Proclaiming that they are defending the pureness and diversity of culture from political influences on culture and art, the Future Culture Forum, to be launched on November 21, has come into the limelight. This civil organization, comprised of 70 artists, has disclosed an appalling reality: Bok Geo-il (writer) said, “Given that right-of-centre cultural groups lay dormant, leftist organizations focusing only on the nation or people, including the Korean People Artist Federation (KPAF) and the Association of Writers for National Literature (AWNL) are abnormally prevalent, and one may say that free democracy has vanished.”

The KPAF is a leftist organization which has rallied against the Korea-U.S. FTA and the expansion plan of the U.S. military base in Pyeongtaek. Meanwhile, the AWNL, which has been a longtime advocate for the repeal of the National Security Law, even issued a statement to rally support behind Kang Jeong-gu, the former professor at Dongguk University, whose remarks had been accused of violating the National Security Law.

The Art Council Korea (ARKO) and the Korean Film Council, affiliated organizations of the Ministry of Culture and Tourism, are packed with members of the two organizations.

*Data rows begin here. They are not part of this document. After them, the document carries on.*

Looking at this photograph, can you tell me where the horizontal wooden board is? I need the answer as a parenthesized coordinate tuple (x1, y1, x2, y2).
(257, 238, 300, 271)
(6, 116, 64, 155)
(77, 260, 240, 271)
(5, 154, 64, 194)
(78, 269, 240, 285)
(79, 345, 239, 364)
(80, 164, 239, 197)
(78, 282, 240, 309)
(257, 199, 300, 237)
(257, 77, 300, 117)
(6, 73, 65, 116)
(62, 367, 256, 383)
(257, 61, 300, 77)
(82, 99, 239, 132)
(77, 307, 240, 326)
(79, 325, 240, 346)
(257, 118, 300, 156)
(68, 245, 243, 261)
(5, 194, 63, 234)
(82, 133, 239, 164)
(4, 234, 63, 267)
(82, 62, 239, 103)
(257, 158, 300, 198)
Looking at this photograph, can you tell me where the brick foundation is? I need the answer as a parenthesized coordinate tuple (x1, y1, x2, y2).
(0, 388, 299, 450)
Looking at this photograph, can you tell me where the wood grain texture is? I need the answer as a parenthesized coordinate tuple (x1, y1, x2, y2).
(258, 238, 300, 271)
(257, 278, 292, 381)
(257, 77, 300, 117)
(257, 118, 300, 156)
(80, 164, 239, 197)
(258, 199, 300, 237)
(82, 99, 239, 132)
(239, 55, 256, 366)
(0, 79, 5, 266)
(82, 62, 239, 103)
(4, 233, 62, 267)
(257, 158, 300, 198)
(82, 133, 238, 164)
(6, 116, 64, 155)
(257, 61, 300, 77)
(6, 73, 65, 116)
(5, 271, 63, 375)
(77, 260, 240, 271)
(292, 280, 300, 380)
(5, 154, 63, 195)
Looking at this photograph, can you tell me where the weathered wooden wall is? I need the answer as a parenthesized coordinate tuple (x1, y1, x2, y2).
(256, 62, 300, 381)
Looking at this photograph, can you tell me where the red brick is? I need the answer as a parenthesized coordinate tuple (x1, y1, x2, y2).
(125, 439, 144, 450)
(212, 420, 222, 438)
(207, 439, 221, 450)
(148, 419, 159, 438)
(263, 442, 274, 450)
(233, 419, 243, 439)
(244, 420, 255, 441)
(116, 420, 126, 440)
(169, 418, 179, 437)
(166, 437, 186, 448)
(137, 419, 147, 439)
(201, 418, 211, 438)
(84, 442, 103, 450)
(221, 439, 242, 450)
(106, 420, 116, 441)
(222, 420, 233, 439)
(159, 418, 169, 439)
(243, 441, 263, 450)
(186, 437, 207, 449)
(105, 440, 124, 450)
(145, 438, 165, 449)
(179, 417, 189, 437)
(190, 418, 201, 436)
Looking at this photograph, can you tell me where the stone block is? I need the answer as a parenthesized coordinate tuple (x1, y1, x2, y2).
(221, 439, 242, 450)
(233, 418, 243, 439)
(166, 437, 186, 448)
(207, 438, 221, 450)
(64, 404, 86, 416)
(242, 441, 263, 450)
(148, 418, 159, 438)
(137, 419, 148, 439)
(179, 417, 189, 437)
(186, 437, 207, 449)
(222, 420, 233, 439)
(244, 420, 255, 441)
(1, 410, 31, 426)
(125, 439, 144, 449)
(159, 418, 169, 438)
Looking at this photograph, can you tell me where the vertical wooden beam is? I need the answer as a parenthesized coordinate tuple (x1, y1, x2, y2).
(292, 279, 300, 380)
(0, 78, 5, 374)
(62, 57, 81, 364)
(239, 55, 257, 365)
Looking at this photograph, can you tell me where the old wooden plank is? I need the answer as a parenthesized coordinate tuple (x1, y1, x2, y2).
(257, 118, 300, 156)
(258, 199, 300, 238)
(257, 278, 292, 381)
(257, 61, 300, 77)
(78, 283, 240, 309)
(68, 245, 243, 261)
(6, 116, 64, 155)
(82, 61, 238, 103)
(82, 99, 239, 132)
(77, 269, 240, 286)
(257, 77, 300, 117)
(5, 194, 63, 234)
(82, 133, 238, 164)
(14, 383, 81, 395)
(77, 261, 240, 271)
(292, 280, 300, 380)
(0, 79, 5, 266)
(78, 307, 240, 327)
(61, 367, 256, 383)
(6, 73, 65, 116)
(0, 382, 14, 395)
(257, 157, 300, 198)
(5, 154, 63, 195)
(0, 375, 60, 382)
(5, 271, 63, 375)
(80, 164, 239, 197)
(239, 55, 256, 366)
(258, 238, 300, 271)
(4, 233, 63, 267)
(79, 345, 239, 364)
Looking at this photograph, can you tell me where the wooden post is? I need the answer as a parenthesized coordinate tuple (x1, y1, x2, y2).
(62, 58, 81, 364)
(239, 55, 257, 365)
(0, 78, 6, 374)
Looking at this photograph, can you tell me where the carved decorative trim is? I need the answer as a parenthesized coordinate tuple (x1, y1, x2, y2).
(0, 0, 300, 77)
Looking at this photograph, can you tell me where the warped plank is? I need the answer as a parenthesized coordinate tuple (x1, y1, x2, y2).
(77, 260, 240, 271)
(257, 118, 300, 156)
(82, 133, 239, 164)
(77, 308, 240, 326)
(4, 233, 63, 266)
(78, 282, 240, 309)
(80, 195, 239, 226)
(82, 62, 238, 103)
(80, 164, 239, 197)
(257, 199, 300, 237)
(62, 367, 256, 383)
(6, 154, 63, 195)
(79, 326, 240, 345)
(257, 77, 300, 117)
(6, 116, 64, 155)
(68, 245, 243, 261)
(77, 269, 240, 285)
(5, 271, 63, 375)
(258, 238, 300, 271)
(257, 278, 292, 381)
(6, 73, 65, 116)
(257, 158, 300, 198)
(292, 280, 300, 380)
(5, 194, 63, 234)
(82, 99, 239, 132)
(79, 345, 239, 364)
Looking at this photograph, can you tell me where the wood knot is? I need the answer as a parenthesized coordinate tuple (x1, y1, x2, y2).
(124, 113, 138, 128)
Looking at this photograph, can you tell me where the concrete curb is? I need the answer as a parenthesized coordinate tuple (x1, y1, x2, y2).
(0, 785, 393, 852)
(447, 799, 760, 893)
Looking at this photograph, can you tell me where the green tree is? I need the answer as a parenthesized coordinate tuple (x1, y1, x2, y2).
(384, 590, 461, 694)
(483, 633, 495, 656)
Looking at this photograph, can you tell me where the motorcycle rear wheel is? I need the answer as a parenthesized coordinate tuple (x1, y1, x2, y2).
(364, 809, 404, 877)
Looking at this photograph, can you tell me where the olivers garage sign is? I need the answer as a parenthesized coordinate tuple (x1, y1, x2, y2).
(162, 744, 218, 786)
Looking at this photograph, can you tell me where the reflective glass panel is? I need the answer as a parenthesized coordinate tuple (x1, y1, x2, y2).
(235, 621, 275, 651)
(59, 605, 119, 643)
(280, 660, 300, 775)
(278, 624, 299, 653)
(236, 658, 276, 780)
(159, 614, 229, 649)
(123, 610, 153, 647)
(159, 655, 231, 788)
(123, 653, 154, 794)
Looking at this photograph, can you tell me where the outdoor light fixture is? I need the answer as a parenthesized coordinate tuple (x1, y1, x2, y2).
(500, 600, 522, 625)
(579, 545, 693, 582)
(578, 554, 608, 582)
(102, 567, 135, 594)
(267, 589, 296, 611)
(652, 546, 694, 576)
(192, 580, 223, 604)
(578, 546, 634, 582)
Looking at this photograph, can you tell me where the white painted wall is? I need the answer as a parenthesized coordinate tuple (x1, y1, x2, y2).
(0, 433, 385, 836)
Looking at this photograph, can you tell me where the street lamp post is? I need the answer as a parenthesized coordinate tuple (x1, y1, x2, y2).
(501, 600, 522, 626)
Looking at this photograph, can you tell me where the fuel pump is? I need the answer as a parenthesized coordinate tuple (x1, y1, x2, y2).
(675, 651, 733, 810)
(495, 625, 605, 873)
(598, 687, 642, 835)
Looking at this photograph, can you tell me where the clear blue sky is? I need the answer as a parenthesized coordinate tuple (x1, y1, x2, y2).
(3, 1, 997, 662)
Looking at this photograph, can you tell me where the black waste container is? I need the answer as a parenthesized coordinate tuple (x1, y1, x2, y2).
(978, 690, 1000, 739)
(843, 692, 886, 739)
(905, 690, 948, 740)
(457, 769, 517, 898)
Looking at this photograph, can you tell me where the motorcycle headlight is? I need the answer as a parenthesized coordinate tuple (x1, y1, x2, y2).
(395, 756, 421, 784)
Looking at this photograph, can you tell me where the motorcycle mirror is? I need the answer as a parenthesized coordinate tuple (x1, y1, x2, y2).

They have stirred harsh criticism, prompting accusations that the government favored them in allocating budget money. A recent inspection of the administration affairs found that some ARKO staff members unduly distributed the subsidies to their sub-organizations or themselves.

There are fears that the art will degrade itself into an instrument which conveys a leftist ideology. For instance, anti-American sentiments reign in Korean movies, and left-wingers’ books are must-reads in many schools. The emergence of the Future Culture Forum that is proclaiming to ‘protect culture based on the liberal democracy’ may be too little, too late. Yet, as Mr. Bok said, “As we lit the candle, even amid the darkness, people will come around the light,” some artists may stand up against political provocation.